Question

Show that the probability generating function of the negative multinomial distribution (I) with parameters \(\left(k ; p_{0}, p_{1}, \ldots, p_{r}\right)\) is $$ \varphi\left(t_{1}, \ldots, t_{r}\right)=p_{0}^{k}\left(1-\sum_{i=1}^{r} t_{i P i}\right)^{-k} $$

Short answer

Successfully demonstrating the proof, the probability generating function of the negative multinomial distribution with parameters \((k ; p_{0}, p_{1}, \ldots, p_{r})\) is given by \(\varphi(t_{1}, ..., t_{r})=p_{0}^{k}\left(1-\sum_{i=1}^{r} t_{i} p_{i}\right)^{-k}\)

Step-by-step solution

Definition of the probability generating function (PGF)

Begin by writing down the generic form of a PGF. For a variable \(X\), the PGF, \(G_X(t)\) is defined as \(G_X(t) = E(t^X)\), the expected value of \(t\) raised to the power of \(X\).

Write the Negative Multinomial Distribution

Express the negative multinomial distribution as \(\left(k ; p_{0}, p_{1}, \ldots, p_{r}\right)\) where sum of the probabilities \(p_i = 1\) for \(i = 0, 1, ..., r\).

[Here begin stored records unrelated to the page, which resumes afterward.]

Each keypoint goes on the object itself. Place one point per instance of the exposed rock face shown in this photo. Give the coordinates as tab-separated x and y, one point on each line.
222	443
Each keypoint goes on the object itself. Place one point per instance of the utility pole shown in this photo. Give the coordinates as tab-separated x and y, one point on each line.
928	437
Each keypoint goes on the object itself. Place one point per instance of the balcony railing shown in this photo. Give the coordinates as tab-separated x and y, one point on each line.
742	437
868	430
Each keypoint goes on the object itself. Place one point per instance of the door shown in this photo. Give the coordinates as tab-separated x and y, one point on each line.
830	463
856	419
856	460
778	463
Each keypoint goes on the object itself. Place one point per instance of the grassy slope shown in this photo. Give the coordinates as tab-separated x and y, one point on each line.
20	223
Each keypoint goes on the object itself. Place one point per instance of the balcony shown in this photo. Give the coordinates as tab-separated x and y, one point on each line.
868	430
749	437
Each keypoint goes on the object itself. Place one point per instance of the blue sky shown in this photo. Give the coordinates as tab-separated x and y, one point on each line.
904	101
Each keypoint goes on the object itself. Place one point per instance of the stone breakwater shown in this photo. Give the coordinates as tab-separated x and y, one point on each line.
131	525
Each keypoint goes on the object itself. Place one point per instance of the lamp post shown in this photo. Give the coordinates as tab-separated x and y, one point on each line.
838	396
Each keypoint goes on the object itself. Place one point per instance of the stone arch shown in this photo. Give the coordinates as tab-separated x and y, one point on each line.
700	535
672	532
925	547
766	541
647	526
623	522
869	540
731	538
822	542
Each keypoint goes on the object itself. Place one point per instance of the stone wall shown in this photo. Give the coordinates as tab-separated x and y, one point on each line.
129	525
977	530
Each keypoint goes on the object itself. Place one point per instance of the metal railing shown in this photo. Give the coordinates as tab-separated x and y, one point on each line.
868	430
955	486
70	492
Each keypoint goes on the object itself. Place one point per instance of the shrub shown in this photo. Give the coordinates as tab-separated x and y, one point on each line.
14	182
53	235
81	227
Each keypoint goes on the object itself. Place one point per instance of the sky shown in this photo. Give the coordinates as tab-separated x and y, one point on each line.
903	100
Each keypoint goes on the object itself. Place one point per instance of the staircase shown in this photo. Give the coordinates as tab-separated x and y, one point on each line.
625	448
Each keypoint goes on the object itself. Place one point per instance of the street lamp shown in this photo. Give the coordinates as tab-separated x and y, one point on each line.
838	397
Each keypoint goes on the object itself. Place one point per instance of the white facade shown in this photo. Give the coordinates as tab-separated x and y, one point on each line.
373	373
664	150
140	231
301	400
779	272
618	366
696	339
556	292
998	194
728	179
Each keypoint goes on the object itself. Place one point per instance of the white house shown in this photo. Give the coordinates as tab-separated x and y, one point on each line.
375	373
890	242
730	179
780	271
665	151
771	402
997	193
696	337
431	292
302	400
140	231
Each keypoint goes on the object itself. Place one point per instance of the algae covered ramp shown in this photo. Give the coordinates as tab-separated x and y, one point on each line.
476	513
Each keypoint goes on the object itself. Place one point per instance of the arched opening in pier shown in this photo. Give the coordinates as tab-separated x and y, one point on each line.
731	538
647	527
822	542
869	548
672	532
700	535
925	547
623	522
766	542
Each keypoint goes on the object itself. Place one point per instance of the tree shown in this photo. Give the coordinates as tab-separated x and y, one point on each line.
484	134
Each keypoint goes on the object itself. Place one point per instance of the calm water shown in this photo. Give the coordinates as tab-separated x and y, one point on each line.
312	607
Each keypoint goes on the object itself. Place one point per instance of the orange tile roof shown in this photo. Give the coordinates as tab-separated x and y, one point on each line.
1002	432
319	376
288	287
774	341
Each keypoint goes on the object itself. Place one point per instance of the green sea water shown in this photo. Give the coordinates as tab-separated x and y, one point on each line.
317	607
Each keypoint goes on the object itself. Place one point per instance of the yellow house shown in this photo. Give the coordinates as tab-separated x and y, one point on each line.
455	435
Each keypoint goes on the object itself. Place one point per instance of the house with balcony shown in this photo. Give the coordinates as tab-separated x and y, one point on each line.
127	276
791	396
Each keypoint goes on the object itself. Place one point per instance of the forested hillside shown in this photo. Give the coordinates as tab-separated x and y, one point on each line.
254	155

Express the PGF for Negative Multinomial Distribution

Apply the formula for the PGF to the negative multinomial distribution. The probability generating function of the negative multinomial distribution is the expectation of \((t_1^{X_1}... t_r^{X_r})\), which equals \(E((t_1^{X_1}... t_r^{X_r})) = \sum_{x_1 = 0}^{\infty}... \sum_{x_r = 0}^{\infty} (t_1^{x_1}... t_r^{x_r}) Pr((X_1 = x_1, ..., X_r = x_r))\)

Substitute the Negative Multinomial Distribution into the PGF

Substitute the negative multinomial distribution into the PGF resulting expression becomes \(\sum (t_1^{x_1}... t_r^{x_r}) Pr(X_1 = x_1, ..., X_r = x_r)\).

Simplification of the PGF Expression

Simplify. After summing and simplifying, one obtains the final expression as \(\varphi(t_{1}, ..., t_{r})=p_{0}^{k}\left(1-\sum_{i=1}^{r} t_{i} p_{i}\right)^{-k}\).